## Introduction
Here's something worth sitting with: the word "justified" means to be declared righteous. It's a courtroom word. Someone in authority looks at you and renders a verdict. In Christian theology, that authority is God, and the whole drama of salvation turns on what he declares about you before his court.
But that same word, that same logic, that same structure, has been doing a lot of work in very different courtrooms. Empires justify wars. Governments justify policies. The powerful justify their treatment of the vulnerable. And somewhere in the migration from divine verdict to political convenience, the question of who gets to name the righteous, and on what grounds, becomes one of the most contested questions in human history.
That's what we're pulling at today: how a theological category travels, how the authority to declare someone justified gets picked up by powers that may not be entitled to wield it, and what it means to proclaim a gospel in a world where the language of righteousness is already occupied by other voices with other agendas. The stakes turn out to be higher than they first appear, and they show up in places you might not expect.
## [[Justification]]
Justification.
Justification is the doctrine that God declares you righteous before him through faith in Christ. Your right standing with God isn't earned through works. It comes as a gift, through union with Christ's obedience and sacrifice. And as the prayer book guide says, "Jesus Christ has already kept the law for you."
Now, the vocabulary here is important. We talk about justification in legal terms: guilt, penalty, judgment, acquittal. Courtroom language.
Paul did use legal terminology in his letters - that goes back to the text itself. But why does this legal framework persist so strongly in Christian thought? A lot of it traces to who shaped the doctrine. Many of the early church fathers weren't just theologians. They were trained lawyers. Quintus Tertullian, Aurelius Prudentius - lawyers who became theologians and brought that vocabulary with them. When the Reformers refined the doctrine of justification, like John Calvin, they came at it with legal training too. And this pattern continued. Modern biblical commentaries in English, written by Western scholars, are predominantly juridical in their language.
So contemporary Christianity, especially evangelical Christianity, inherited this guilt and righteousness paradigm as the primary way to understand justification. And it didn't stay local. The evangelistic tools developed in America - the Four Spiritual Laws, the preaching of figures like Billy Graham - these spread globally. They shaped the faith of countless believers through that same guilt and righteousness framework. And because English dominates theological discourse, and because Western scholarship gets translated broadly, this particular understanding of justification became nearly universal in global Christianity.
---
That declaration of righteousness before God is deeply personal, but it never stays purely private. Once you have a theology of who gets declared righteous, questions of power follow immediately: who enforces that declaration, who benefits from it, and what happens when earthly kingdoms start borrowing the language of divine judgment for their own purposes.
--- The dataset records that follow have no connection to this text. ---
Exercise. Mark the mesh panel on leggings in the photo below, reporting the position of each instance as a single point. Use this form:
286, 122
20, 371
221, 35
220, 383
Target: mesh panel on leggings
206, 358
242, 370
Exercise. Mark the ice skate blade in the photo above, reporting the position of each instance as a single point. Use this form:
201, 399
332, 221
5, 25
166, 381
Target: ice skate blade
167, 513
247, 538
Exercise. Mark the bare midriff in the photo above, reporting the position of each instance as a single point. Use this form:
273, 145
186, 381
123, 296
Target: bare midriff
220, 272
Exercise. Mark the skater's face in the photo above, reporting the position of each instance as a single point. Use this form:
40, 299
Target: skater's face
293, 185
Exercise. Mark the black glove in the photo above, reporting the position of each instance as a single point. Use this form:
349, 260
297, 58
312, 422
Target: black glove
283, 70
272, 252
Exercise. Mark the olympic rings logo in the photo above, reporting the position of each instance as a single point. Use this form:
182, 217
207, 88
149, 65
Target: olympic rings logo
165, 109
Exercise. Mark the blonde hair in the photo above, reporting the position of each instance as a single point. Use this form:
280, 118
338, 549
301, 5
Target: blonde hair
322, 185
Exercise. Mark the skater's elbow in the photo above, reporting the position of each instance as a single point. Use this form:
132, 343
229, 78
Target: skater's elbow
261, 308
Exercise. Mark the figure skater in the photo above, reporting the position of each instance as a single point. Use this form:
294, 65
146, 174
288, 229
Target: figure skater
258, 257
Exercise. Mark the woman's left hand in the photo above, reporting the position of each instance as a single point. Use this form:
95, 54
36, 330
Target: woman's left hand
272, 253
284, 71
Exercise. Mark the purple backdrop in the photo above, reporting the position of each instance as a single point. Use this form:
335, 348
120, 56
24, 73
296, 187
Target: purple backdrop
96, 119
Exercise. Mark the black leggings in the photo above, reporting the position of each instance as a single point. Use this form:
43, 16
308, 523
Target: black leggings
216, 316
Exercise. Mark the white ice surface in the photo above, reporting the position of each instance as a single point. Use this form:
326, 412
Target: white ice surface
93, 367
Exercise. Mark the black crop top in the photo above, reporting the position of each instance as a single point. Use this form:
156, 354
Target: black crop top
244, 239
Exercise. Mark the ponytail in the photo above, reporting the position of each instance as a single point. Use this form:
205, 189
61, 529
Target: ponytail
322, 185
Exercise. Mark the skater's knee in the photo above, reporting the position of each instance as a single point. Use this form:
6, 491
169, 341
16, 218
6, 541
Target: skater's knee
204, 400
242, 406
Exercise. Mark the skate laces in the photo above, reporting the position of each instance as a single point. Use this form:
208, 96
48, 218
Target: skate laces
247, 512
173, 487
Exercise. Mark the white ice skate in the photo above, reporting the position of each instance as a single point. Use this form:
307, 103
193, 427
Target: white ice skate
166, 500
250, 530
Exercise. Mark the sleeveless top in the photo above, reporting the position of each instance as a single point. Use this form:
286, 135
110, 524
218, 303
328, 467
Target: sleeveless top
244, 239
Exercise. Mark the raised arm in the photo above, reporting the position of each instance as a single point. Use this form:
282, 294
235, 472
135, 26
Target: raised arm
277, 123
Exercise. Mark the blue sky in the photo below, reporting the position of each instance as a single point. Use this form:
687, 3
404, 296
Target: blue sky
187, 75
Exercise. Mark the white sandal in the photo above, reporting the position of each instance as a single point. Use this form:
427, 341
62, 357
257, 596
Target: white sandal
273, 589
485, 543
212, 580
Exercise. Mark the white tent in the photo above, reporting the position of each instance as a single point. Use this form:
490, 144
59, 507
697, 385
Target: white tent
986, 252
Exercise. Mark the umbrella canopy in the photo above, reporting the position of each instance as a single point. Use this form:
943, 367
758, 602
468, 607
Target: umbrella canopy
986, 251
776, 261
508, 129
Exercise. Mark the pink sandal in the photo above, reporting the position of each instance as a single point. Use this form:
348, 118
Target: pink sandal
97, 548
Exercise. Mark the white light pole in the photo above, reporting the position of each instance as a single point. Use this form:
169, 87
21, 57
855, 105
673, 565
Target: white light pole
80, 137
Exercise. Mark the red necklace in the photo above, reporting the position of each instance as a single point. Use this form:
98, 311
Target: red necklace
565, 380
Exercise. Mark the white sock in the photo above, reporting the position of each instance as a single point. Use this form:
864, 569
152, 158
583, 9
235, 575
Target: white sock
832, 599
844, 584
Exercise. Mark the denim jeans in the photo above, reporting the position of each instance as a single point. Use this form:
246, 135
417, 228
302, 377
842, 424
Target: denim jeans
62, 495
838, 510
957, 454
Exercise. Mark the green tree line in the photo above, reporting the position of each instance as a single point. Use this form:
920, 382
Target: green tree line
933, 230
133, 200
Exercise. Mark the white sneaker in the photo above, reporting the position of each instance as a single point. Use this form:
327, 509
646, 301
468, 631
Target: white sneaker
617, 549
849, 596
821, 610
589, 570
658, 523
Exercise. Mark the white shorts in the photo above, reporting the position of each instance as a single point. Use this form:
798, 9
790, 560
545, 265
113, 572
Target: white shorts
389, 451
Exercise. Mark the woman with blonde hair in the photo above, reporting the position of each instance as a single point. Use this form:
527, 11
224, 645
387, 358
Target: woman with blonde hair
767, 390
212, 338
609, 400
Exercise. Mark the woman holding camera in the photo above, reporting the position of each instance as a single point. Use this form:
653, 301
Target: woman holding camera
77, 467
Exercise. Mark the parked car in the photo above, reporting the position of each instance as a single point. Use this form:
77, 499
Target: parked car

## [[Political Theology and Power]]
Political Theology and Power.
There's a fundamental theological confusion that runs through Western Christianity, and it's especially dangerous when it meets geopolitics. It's the assumption that when Christians control political power, God is therefore in control. That when Christendom loses ground, God's kingdom loses ground. Gregory Boyd calls this "the myth of a Christian nation," and Jabbour presses the question sharply: are we really assuming that a defeat to Christendom is a defeat to God and to his kingdom?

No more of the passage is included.